Smoothing Skin - The Big Fail In Photoshop

Smoothing skin, airbrushing, making wrinkles disappear... How much of these is OK and how much is too much? Where do we draw the line when we retouch the photo?
Let me go back a little bit and tell you what got me literally enraged. First of all I love photography because when I do things right I get a positive reaction in people that I've never even met before. It's the thing that provides perpetual energy for me - as long as I make people happy with my skills they will keep making me happy back and I will go on taking nice photos. Second, capturing a certain moment requires knowledge, practice, skill and trusting your gut. Taking great photos does not require any Photoshop skills, however Photoshop requires nice big files that can be edited and retouched to look more enticing and interesting to the eye.
Having all this in mind, I keep looking at online galleries of portraits, wedding shots, advertisements and what not photos of people and keep getting disappointed. I see all the pretty colors, nice composition and, to my disgust, the flat, toneless, poreless skin!
Here's some advice on taking photos so you won't have to retouch too much:
  1. Set your lights properly.
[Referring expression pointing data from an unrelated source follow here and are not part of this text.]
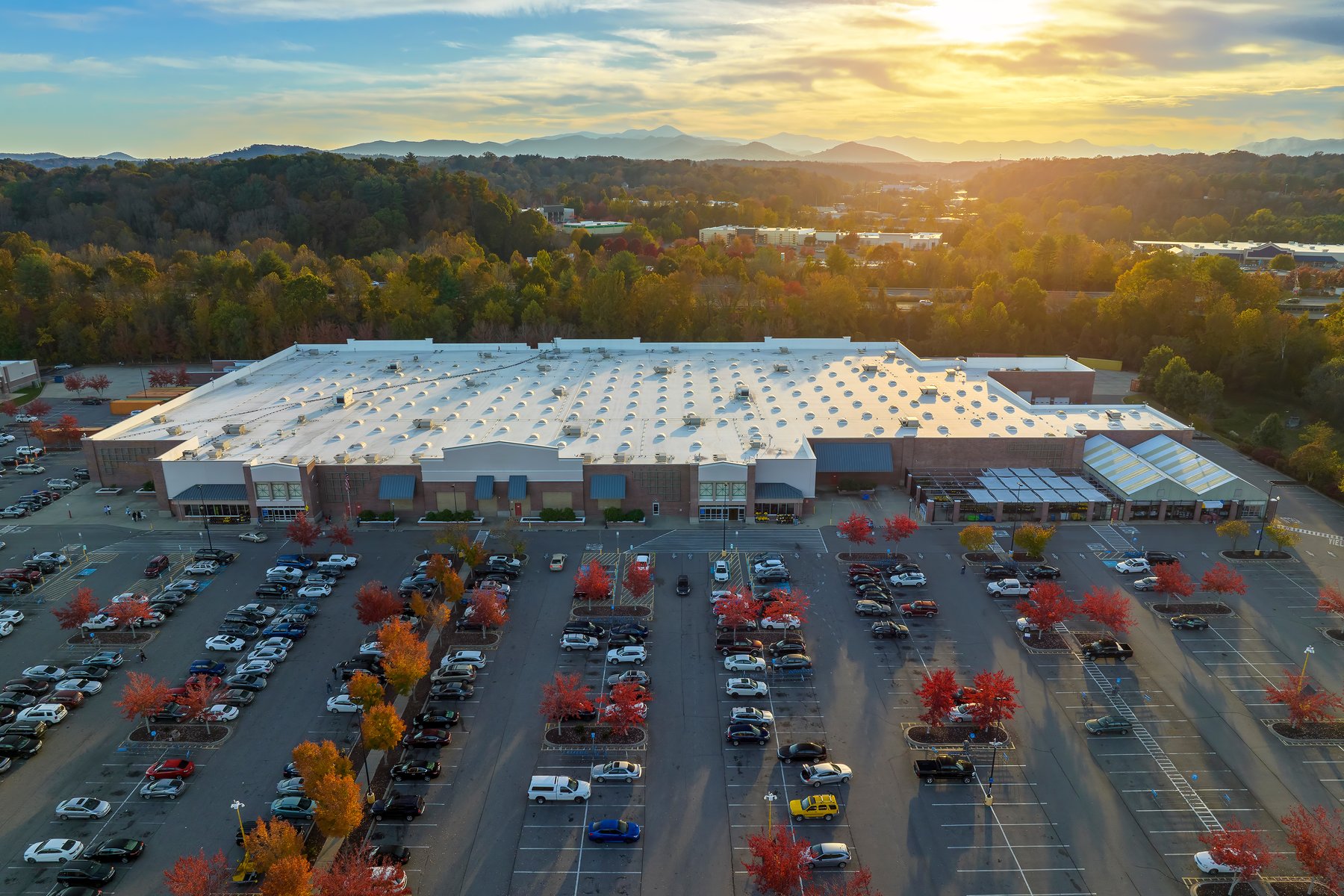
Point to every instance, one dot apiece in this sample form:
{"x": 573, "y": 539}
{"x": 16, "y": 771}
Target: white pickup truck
{"x": 1008, "y": 588}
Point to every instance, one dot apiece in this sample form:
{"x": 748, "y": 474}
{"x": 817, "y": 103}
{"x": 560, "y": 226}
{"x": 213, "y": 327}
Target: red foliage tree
{"x": 1109, "y": 608}
{"x": 1048, "y": 605}
{"x": 620, "y": 707}
{"x": 937, "y": 695}
{"x": 898, "y": 528}
{"x": 77, "y": 609}
{"x": 738, "y": 610}
{"x": 638, "y": 581}
{"x": 1222, "y": 579}
{"x": 777, "y": 867}
{"x": 1317, "y": 837}
{"x": 1238, "y": 848}
{"x": 1172, "y": 581}
{"x": 996, "y": 699}
{"x": 858, "y": 528}
{"x": 564, "y": 697}
{"x": 199, "y": 876}
{"x": 141, "y": 696}
{"x": 340, "y": 536}
{"x": 374, "y": 603}
{"x": 593, "y": 582}
{"x": 1304, "y": 703}
{"x": 302, "y": 532}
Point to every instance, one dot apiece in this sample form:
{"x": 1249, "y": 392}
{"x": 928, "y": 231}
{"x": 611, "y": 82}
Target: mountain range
{"x": 670, "y": 143}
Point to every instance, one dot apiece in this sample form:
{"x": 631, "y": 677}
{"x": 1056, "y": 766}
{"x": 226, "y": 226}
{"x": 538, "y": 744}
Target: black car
{"x": 398, "y": 806}
{"x": 417, "y": 770}
{"x": 84, "y": 871}
{"x": 117, "y": 850}
{"x": 744, "y": 732}
{"x": 803, "y": 751}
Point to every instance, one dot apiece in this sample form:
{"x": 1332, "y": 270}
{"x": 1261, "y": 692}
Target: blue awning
{"x": 608, "y": 487}
{"x": 853, "y": 457}
{"x": 214, "y": 492}
{"x": 517, "y": 488}
{"x": 396, "y": 488}
{"x": 777, "y": 492}
{"x": 484, "y": 488}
This means that you should watch for shadows and burns on the skin.
  2. Set the exposure right.
  3. Set a proper ISO. This will give you less grains in the shadowy areas so you won't have to fix that later and lose skin detail there.
  4. Make sure you use a good angle so you won't show too much of any skin imperfections.
The general idea is to take a photo at optimum conditions so we won't have to spend hours airbrushing and trying to recover or hide what we didn't do right with the camera.
Once we get there and load the photos into our editing software here's what I'd suggest:
  1. Do NOT blur it all out! Not even newborn babies have porcelain skin.
  2. Leave some pores. Skin has pores and they are everywhere! This is what skin is all about.
  3. Do not sharpen the eyes in exchange for blurring the face. This will make the blurring look even worse.
  4. If you soften the image then soften the entire photo. If you are sharpening some areas make them look natural
  5. Think about what's aesthetic and not about what's smooth.
I had to write about this because I saw a wedding photo where the husband had his 5 o'clock shadow (no retouch there) and the wife was pale and smooth as porcelain. Come on, who are we fooling? People know what they look like and photographers can't fix that. We can only fix what the photos are like. Let's try and stay real and not cross the thin line between smoothing and wiping. Of course, if our models asked us to wipe their faces clean from pores and wrinkles and we get paid for that... but that's a different story.

Think of a great idea, do a nice setup of lights, find a nice spot... all the rest is less than significant or a matter of chance.